以前もお話した通り、筆が進んで今回でApocrypha編終了。
いろいろ原作をすっ飛ばしてきたこのお話も、いよいよ終了です≫
恭文「アニメ放映前に、小説を元に書き出した話だったからなぁ。できる限り違うところを多くしたかったわけで。
その結果作者は『カルナ、最終決戦まで残しておけばよかった』と反省したのは内緒」
古鉄≪そしてアストルフォさんが全開になるのは、アニメを期待していただければと思います≫
(第二クールも始まったしね!)
恭文「果たしてそのラストはどうなるか。原作バスターが定められたこのお話で、天草四郎はどんな地獄を見るのか」
天草四郎「地獄ですか!?」
古鉄≪原作ではある意味幸せなエンドを迎えましたけど、こちらでは……ではどうぞー≫
◆◆◆◆◆◆◆◆◆◆
さて……この場にたどり着くのは誰でしょうなぁ。蒼凪恭文は当然として、ジャンヌ・ダルクも当然くると見ていい。

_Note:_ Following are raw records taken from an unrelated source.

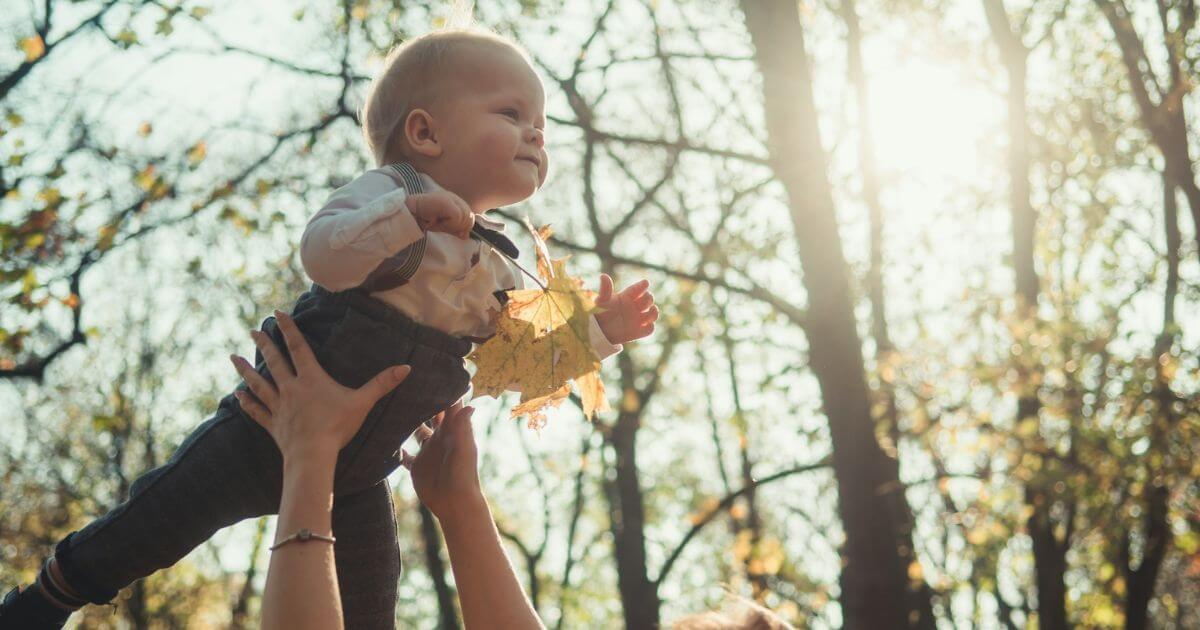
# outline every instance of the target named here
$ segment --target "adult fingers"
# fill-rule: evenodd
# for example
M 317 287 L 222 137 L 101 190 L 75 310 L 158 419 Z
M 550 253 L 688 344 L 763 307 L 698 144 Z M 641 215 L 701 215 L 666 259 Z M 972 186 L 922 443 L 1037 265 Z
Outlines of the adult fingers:
M 470 418 L 475 414 L 474 407 L 460 407 L 452 413 L 446 414 L 446 419 L 443 421 L 443 431 L 450 433 L 451 436 L 468 436 L 473 439 L 470 428 Z M 460 438 L 456 438 L 460 439 Z
M 374 403 L 378 402 L 379 398 L 384 397 L 389 391 L 396 389 L 396 385 L 403 383 L 404 379 L 408 378 L 408 373 L 412 371 L 413 368 L 407 365 L 395 365 L 384 368 L 382 372 L 376 374 L 374 378 L 368 380 L 366 385 L 355 390 L 354 395 L 365 398 L 365 402 L 368 402 L 371 403 L 371 407 L 374 407 Z
M 295 366 L 296 376 L 320 370 L 317 358 L 312 355 L 312 348 L 308 347 L 308 342 L 305 341 L 292 316 L 283 311 L 275 311 L 275 320 L 278 322 L 280 332 L 283 334 L 283 343 L 288 346 L 288 353 L 292 354 L 292 365 Z
M 246 382 L 250 391 L 253 391 L 254 396 L 259 401 L 263 401 L 268 413 L 270 413 L 271 409 L 275 409 L 280 400 L 280 391 L 275 389 L 275 385 L 272 385 L 270 380 L 266 380 L 263 374 L 256 372 L 253 366 L 250 365 L 250 361 L 242 359 L 241 356 L 230 354 L 229 360 L 233 362 L 234 368 L 238 370 L 241 379 Z
M 422 422 L 416 425 L 416 431 L 413 432 L 413 436 L 416 437 L 418 444 L 425 445 L 425 442 L 433 437 L 433 430 L 430 428 L 430 425 Z
M 442 421 L 445 420 L 445 412 L 438 412 L 437 415 L 430 419 L 430 426 L 433 427 L 433 432 L 438 431 L 438 427 L 442 426 Z
M 258 402 L 253 396 L 246 394 L 244 390 L 238 390 L 233 392 L 233 396 L 238 398 L 238 404 L 241 406 L 241 410 L 246 413 L 252 420 L 263 425 L 268 432 L 271 431 L 271 412 L 263 407 L 263 403 Z
M 271 377 L 275 379 L 277 386 L 283 386 L 283 383 L 295 378 L 295 372 L 288 364 L 287 358 L 280 352 L 280 347 L 275 344 L 262 330 L 251 330 L 250 338 L 254 340 L 254 347 L 258 348 L 259 354 L 263 355 L 263 360 L 266 361 L 266 368 L 271 372 Z

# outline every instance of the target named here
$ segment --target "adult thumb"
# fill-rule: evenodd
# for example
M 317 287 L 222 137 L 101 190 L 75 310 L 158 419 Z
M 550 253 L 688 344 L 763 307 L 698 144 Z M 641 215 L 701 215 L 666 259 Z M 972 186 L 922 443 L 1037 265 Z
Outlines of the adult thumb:
M 598 302 L 606 302 L 612 298 L 612 276 L 608 274 L 600 274 L 600 295 L 596 296 Z
M 389 391 L 396 389 L 408 378 L 413 368 L 407 365 L 396 365 L 379 372 L 365 385 L 358 389 L 358 395 L 365 397 L 372 406 L 384 397 Z

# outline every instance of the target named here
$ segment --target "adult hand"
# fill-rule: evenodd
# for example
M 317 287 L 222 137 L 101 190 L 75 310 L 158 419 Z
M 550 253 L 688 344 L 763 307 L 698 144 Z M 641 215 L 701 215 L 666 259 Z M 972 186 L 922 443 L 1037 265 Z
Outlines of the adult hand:
M 418 454 L 401 450 L 401 464 L 413 475 L 413 490 L 438 520 L 454 516 L 482 498 L 479 487 L 478 448 L 470 426 L 474 407 L 454 407 L 433 418 L 430 428 L 420 425 L 414 436 Z
M 234 396 L 242 410 L 271 434 L 284 462 L 296 457 L 336 457 L 374 403 L 408 377 L 409 367 L 389 367 L 359 389 L 343 386 L 317 362 L 290 316 L 275 311 L 275 319 L 292 355 L 290 365 L 265 332 L 251 331 L 275 384 L 256 372 L 246 359 L 230 355 L 229 360 L 253 392 L 251 396 L 238 390 Z

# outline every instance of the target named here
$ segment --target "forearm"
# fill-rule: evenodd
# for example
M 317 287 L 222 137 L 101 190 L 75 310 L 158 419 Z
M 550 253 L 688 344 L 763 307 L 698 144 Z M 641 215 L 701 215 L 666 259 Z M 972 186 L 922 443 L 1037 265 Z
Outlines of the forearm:
M 467 630 L 545 628 L 504 553 L 482 494 L 439 520 Z
M 276 542 L 305 528 L 331 535 L 335 462 L 336 452 L 284 460 Z M 263 593 L 263 628 L 342 628 L 331 544 L 294 541 L 271 552 Z
M 356 287 L 385 258 L 419 240 L 424 233 L 406 199 L 396 190 L 361 206 L 338 200 L 323 208 L 300 240 L 308 277 L 332 290 Z

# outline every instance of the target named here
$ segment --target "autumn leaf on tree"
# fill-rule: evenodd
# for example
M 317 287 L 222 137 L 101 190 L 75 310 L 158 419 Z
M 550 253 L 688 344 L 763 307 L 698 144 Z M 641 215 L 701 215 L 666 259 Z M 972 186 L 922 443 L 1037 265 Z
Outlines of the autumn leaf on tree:
M 528 220 L 526 227 L 534 239 L 540 286 L 508 292 L 496 335 L 467 356 L 475 364 L 472 385 L 479 396 L 521 391 L 512 418 L 528 416 L 529 426 L 538 428 L 546 422 L 546 409 L 566 398 L 574 380 L 590 419 L 608 408 L 600 359 L 588 337 L 596 294 L 566 272 L 566 258 L 550 258 L 548 227 L 535 230 Z

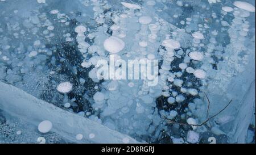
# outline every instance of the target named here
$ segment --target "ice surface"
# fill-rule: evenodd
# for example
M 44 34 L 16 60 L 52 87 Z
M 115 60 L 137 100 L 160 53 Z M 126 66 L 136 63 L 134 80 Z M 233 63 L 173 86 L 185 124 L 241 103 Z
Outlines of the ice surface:
M 38 128 L 41 132 L 49 131 L 51 127 L 49 125 L 51 126 L 50 122 L 52 122 L 51 131 L 76 143 L 122 143 L 124 138 L 129 139 L 131 143 L 138 143 L 127 136 L 87 118 L 61 110 L 13 86 L 0 82 L 0 87 L 1 108 L 14 116 L 23 118 L 34 125 L 39 124 Z M 41 122 L 43 120 L 44 122 Z M 84 135 L 84 139 L 81 139 L 81 135 L 77 136 L 76 133 Z M 92 133 L 95 136 L 89 138 Z M 79 141 L 77 141 L 77 137 Z
M 254 2 L 7 0 L 0 10 L 0 143 L 255 143 Z M 98 78 L 112 55 L 158 60 L 156 85 Z

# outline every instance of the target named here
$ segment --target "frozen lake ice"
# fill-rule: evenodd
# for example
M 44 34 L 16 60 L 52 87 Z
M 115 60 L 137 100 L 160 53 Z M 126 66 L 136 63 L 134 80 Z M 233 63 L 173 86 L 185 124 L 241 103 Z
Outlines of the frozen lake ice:
M 0 0 L 0 143 L 255 143 L 254 1 Z

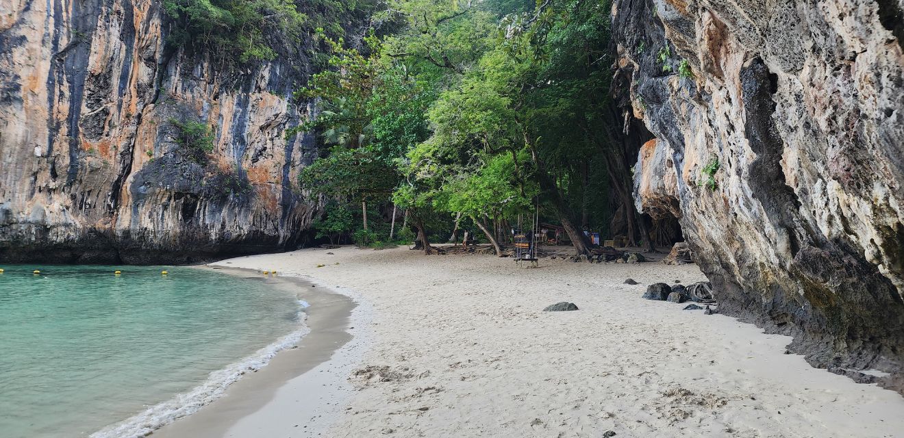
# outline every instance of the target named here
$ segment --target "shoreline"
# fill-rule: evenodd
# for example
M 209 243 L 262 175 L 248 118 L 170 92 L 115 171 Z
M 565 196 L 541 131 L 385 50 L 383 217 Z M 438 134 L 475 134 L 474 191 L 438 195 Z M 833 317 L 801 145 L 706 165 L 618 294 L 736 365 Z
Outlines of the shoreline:
M 300 377 L 308 387 L 290 381 L 218 436 L 893 438 L 904 430 L 899 394 L 812 368 L 786 353 L 791 338 L 641 298 L 653 283 L 705 280 L 695 265 L 543 259 L 526 269 L 491 256 L 354 247 L 220 265 L 359 291 L 373 321 L 366 354 L 340 349 L 332 365 Z M 561 301 L 579 310 L 542 312 Z M 332 398 L 306 392 L 321 384 Z
M 255 268 L 230 266 L 233 260 L 198 267 L 260 275 Z M 291 284 L 288 287 L 295 289 L 297 298 L 307 304 L 302 310 L 306 314 L 307 332 L 295 346 L 278 351 L 266 366 L 230 385 L 222 396 L 156 429 L 152 436 L 254 436 L 260 432 L 256 430 L 259 424 L 266 424 L 270 433 L 279 428 L 298 436 L 300 428 L 301 433 L 310 433 L 303 436 L 315 436 L 332 424 L 339 414 L 337 401 L 344 398 L 344 390 L 350 389 L 343 387 L 347 386 L 347 373 L 342 368 L 351 366 L 355 361 L 353 356 L 360 358 L 366 349 L 366 336 L 359 333 L 366 330 L 370 305 L 360 294 L 299 275 L 278 273 L 269 279 Z M 350 331 L 350 327 L 353 329 Z M 354 335 L 353 331 L 357 331 Z M 327 380 L 329 385 L 324 383 Z M 297 396 L 299 393 L 305 396 Z M 325 398 L 336 402 L 325 405 Z M 301 420 L 291 415 L 299 410 L 315 416 L 301 424 Z

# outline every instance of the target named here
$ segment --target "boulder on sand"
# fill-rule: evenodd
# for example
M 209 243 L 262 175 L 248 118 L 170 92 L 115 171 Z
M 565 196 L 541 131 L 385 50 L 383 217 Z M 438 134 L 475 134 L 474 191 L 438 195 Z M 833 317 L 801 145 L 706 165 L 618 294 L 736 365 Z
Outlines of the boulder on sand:
M 575 305 L 574 303 L 563 301 L 561 303 L 556 303 L 555 304 L 546 306 L 546 308 L 543 309 L 543 312 L 568 312 L 576 310 L 578 310 L 578 306 Z
M 687 242 L 678 242 L 672 247 L 672 251 L 669 252 L 669 255 L 663 257 L 663 263 L 666 265 L 693 263 L 691 254 L 691 248 L 688 247 Z
M 699 282 L 687 286 L 687 295 L 696 303 L 715 303 L 712 296 L 712 284 L 710 282 Z
M 672 294 L 672 288 L 664 283 L 654 283 L 646 286 L 643 298 L 645 300 L 665 301 Z
M 665 300 L 669 303 L 684 303 L 691 299 L 691 295 L 687 293 L 687 288 L 682 284 L 673 284 L 672 294 L 669 294 L 669 297 Z

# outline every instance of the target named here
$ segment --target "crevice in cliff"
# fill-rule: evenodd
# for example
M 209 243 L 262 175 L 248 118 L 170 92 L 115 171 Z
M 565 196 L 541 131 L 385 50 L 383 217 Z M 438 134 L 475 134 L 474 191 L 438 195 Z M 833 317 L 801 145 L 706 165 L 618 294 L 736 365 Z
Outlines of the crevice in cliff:
M 904 50 L 904 11 L 898 0 L 876 0 L 876 4 L 879 5 L 879 22 L 891 31 L 898 39 L 898 45 Z

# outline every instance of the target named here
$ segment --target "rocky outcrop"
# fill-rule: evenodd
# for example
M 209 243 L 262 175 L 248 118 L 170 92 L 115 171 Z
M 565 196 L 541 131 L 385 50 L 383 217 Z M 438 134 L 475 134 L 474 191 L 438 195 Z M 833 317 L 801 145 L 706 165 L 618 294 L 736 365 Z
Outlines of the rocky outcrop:
M 901 8 L 884 0 L 613 6 L 623 107 L 655 135 L 635 173 L 639 207 L 679 218 L 720 312 L 793 335 L 789 349 L 818 367 L 898 390 Z M 858 372 L 868 368 L 888 375 Z
M 0 259 L 183 263 L 306 238 L 317 206 L 295 182 L 316 147 L 284 135 L 308 111 L 291 97 L 309 48 L 225 68 L 167 32 L 159 0 L 0 8 Z M 186 153 L 174 120 L 212 128 L 213 151 Z

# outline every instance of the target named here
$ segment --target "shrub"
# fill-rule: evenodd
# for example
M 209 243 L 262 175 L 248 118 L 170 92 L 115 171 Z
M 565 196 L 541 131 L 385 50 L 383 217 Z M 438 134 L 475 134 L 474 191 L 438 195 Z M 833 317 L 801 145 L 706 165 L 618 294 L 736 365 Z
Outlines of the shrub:
M 703 183 L 711 191 L 716 190 L 716 172 L 719 172 L 719 157 L 712 157 L 710 163 L 703 168 L 703 174 L 706 175 L 706 182 Z
M 242 63 L 276 58 L 271 35 L 298 41 L 307 18 L 293 0 L 164 0 L 163 9 L 174 24 L 168 44 Z
M 409 245 L 414 241 L 416 236 L 414 235 L 414 231 L 411 231 L 410 228 L 404 228 L 400 229 L 399 232 L 396 233 L 395 238 L 396 238 L 396 243 L 400 245 Z
M 330 245 L 335 245 L 344 233 L 352 229 L 353 223 L 352 210 L 347 206 L 333 203 L 326 206 L 324 217 L 314 222 L 314 229 L 317 230 L 318 238 L 328 238 Z
M 353 235 L 354 244 L 359 247 L 370 247 L 378 241 L 377 233 L 370 229 L 359 229 Z
M 670 58 L 672 58 L 672 50 L 669 49 L 669 44 L 666 42 L 662 49 L 659 49 L 659 52 L 656 53 L 656 61 L 660 64 L 663 64 L 663 72 L 668 73 L 672 71 L 672 65 L 668 63 Z

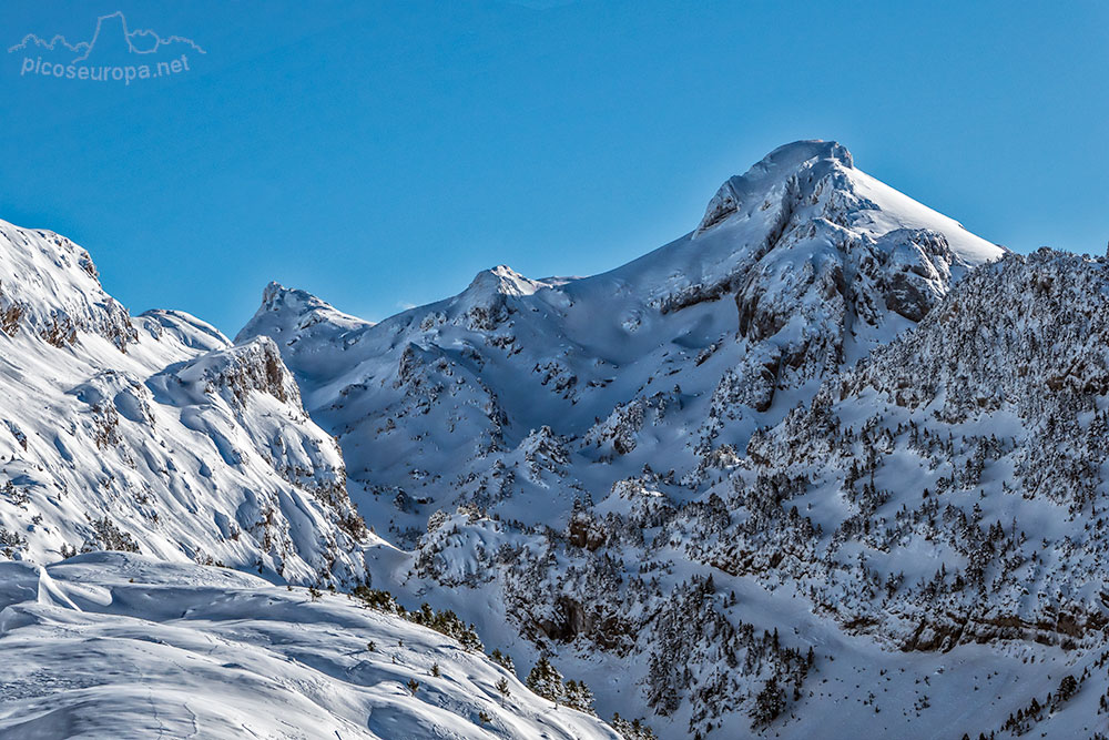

彼女こそ最大の難敵であり、マスターを打破する可能性のある≪ただ一人のサーヴァント≫。
だからこそ吾輩の宝具に託されたわけでしてな。もちろん殴り合いなどは吾輩、完全に専門外です。
ですが知名度という点ではマスターを上回り、ジャンヌ・ダルクに匹敵するサーヴァントではある。
更に吾輩は言葉を手繰る者。
その点においては、聖人など歯牙にかけぬ力を持つ。本来なら聖杯戦争では不要ですがな。
万の言葉を幾ら尽くしても、剣兵の一太刀には勝てない……だがしかし! その条理を覆すのもまた英霊!
一太刀に敵うはずのない万の言葉で、この宮廷道化師は英霊に立ち向かい、勝利する! なんと痛快なことか!
そう……あの少年と与えられた役割(ロール)は同じ。それをこの世界市場唯一無二の劇作家≪シェイクスピア≫が成そうと言っている!
「さぁて……我が舌がよく回るように祈りますか! 何しろこの舌で聖女を焼却しなければ、吾輩の命がかき消される!
一か八か、伸るか反るか。全くサーヴァント冥利に尽きる……シロウ・コトミネめ、この吾輩を信頼するとは!
仕方あるまい、あの聖女を迎える準備は万端だとも! は、最初の一言を言い終える前に玉砕するか、はたまた吾輩の言葉が上回るか――さて、どちらか」
――だがその瞬間、庭園が大きく揺れる。
一体何事かと首を傾げたところで……熱が走った。
◆◆◆◆◆
「殺して、やる……!」
第一の宝具――『虚栄の空中庭園(ハンギングガーデンズ・オブ・バビロン)』。
幾百年の年月を隔てた巨壁だろうと、どのような魔術的強化を施したとしても、奴には通用しない。
奴が触れる理は神秘に非ず。神秘を持って物質世界の真理を操り、その分子から切り刻む。
第二の宝具――『驕慢王の美酒(シクラ・ウシュム)』。
例え神代の存在であろうと、奴に毒は通用しない。突き詰めれば一種の概念武装であるにも関わらずだ。
仮に隙を突いて、その毒を仕込んだとしよう。奴はその作りをたちまちに理解し、分解する。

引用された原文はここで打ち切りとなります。